Sonuçta istifa çağrıları da hakem hataları sonucu oluyor. Bu konuyu nasıl çözeceksiniz? Bunun için iki şey yapılmalı. Birincisi; hakemlerin standardını yükseltmelisiniz. İkincisi; hakemlere davranışınız çok açık mesaj içermeli. Son günlerde bazı açıklamalar beni çok üzüyor. 'İşte federasyonlar gelir gider; hiçbir şey değişmez' diyorlar.

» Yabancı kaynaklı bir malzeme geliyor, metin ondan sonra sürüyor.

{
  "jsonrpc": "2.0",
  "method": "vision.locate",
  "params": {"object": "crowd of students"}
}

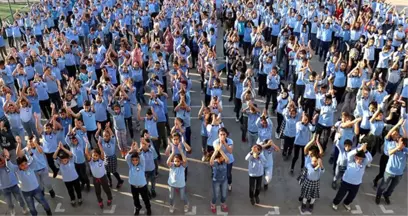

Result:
[0,0,408,216]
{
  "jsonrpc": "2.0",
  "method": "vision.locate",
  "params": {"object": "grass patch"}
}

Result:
[0,0,29,21]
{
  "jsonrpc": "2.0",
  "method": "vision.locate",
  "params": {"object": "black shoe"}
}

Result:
[375,196,381,205]
[383,195,391,205]
[45,210,52,216]
[332,181,337,190]
[49,190,55,198]
[134,208,140,216]
[300,203,307,213]
[309,203,314,213]
[116,180,125,189]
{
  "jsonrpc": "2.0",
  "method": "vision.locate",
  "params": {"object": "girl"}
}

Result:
[125,142,152,216]
[53,142,82,207]
[245,145,266,205]
[300,155,324,213]
[85,139,112,209]
[262,140,279,190]
[210,145,229,214]
[167,141,189,213]
[95,123,124,189]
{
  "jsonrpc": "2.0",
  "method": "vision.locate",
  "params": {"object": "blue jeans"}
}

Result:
[377,172,402,197]
[169,186,188,206]
[211,179,228,205]
[3,185,25,209]
[23,187,51,216]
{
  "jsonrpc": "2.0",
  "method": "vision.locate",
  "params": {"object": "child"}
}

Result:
[167,142,188,213]
[0,154,29,216]
[125,142,153,216]
[332,139,353,190]
[210,145,229,214]
[4,149,52,216]
[300,155,324,213]
[262,140,280,190]
[245,145,266,205]
[85,139,112,209]
[95,122,124,189]
[53,142,82,207]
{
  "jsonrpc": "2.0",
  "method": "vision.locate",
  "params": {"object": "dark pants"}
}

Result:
[265,88,278,112]
[290,144,305,169]
[282,136,295,156]
[333,181,360,205]
[93,175,112,202]
[64,178,82,201]
[258,74,268,97]
[249,176,262,199]
[39,99,51,119]
[45,152,59,174]
[374,154,389,184]
[130,185,150,209]
[75,163,90,186]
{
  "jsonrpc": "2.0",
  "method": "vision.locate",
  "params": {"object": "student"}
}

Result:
[300,155,324,213]
[4,149,52,216]
[0,154,29,216]
[210,145,229,214]
[245,145,266,205]
[261,140,280,190]
[53,142,82,207]
[167,142,189,213]
[375,137,408,205]
[125,142,153,216]
[332,139,353,190]
[332,143,373,211]
[95,122,125,189]
[85,139,113,209]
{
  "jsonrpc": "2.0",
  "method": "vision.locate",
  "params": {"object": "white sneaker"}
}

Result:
[184,205,188,213]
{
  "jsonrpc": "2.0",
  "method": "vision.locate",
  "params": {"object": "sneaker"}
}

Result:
[375,196,381,205]
[309,204,314,213]
[300,203,307,213]
[49,190,55,198]
[210,203,217,214]
[221,203,228,212]
[116,180,125,189]
[151,190,156,198]
[332,181,337,190]
[255,196,261,204]
[383,195,391,205]
[184,205,188,213]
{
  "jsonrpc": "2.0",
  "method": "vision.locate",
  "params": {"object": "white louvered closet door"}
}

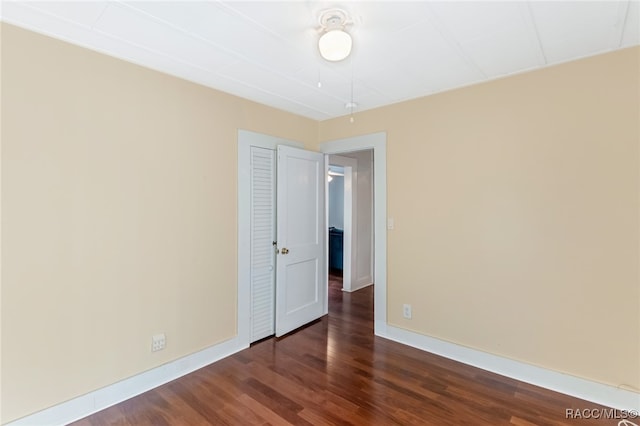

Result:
[251,146,276,342]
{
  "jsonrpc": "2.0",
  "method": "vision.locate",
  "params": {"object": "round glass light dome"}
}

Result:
[318,29,353,62]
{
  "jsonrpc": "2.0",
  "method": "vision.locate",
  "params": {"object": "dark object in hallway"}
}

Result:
[329,227,344,271]
[74,275,617,426]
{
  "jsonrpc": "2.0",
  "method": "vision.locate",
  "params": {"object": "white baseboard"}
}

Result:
[375,323,640,412]
[5,337,248,426]
[5,321,640,426]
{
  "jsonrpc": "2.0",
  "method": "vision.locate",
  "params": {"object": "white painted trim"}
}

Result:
[376,324,640,412]
[319,132,387,335]
[237,130,304,345]
[5,337,248,426]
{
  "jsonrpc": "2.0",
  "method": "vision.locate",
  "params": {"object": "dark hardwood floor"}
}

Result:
[74,276,616,426]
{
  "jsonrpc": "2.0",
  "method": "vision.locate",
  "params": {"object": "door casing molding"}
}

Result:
[318,132,387,335]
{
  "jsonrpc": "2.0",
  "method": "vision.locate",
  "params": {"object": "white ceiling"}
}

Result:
[0,0,640,120]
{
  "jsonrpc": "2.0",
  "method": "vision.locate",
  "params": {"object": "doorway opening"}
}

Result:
[236,130,387,347]
[326,149,375,292]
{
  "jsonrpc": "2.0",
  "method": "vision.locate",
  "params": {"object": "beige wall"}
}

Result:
[1,24,317,422]
[319,48,640,391]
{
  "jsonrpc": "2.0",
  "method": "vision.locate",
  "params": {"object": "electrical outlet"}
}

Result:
[151,333,167,352]
[402,303,411,319]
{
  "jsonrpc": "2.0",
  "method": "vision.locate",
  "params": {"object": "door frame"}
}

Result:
[236,130,387,347]
[318,132,387,335]
[236,130,304,347]
[325,154,358,292]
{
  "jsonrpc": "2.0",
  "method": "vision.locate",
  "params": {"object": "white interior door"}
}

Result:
[250,146,276,342]
[276,145,328,336]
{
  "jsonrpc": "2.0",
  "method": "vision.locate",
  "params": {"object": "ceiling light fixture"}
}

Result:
[318,9,353,62]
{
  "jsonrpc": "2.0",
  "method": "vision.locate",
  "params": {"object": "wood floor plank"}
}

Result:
[74,276,620,426]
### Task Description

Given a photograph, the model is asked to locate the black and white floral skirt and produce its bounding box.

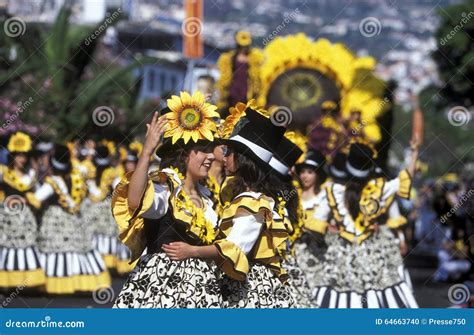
[314,230,418,308]
[114,252,222,308]
[220,264,296,308]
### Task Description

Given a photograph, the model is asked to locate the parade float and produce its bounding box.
[217,33,391,160]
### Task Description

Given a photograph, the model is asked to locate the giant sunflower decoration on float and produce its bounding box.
[258,33,389,142]
[216,31,264,108]
[164,91,219,144]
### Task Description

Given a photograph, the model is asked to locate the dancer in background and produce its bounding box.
[112,92,222,308]
[0,132,45,289]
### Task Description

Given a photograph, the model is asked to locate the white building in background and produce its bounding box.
[7,0,126,24]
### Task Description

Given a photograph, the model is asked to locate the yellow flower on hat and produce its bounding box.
[235,30,252,47]
[7,131,31,152]
[164,91,220,144]
[219,99,269,138]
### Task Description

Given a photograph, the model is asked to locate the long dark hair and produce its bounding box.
[227,151,271,198]
[268,171,300,224]
[344,179,367,220]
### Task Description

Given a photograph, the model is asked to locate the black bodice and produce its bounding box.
[144,208,200,254]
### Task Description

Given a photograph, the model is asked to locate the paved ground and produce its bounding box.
[0,255,460,308]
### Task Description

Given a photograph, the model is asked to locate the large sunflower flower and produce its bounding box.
[7,132,31,152]
[165,91,220,144]
[220,99,269,138]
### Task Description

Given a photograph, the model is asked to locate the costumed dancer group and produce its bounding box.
[0,132,141,294]
[112,92,418,308]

GÜVEN OLUŞACAK Herkes görsün ve bilsin ki; yapanlar kalacak, yapamayanlar gidecek. Eski dönemle en büyük fark bu olacak. Eski dönemde yapamayanların kaldığını gördük. Bu dönemde yapamayanların gittiğini herkes görecek. Herkese şans verilecek, o şansı iyi kullananlar devam edecek, kullanamayan gidecek. Başka yapacak bir şey de yok. Önümüzdeki sezon birçok konuda değişiklikler olacak. Güven ortamı çok önemli. Tribünler birçok maçta dolmuyor. İnsanlar maçlara gitmiyor. Güven arttıkça tribünler dolacak, futbolun marka değeri yükselecek; böylece gelirler de artacak.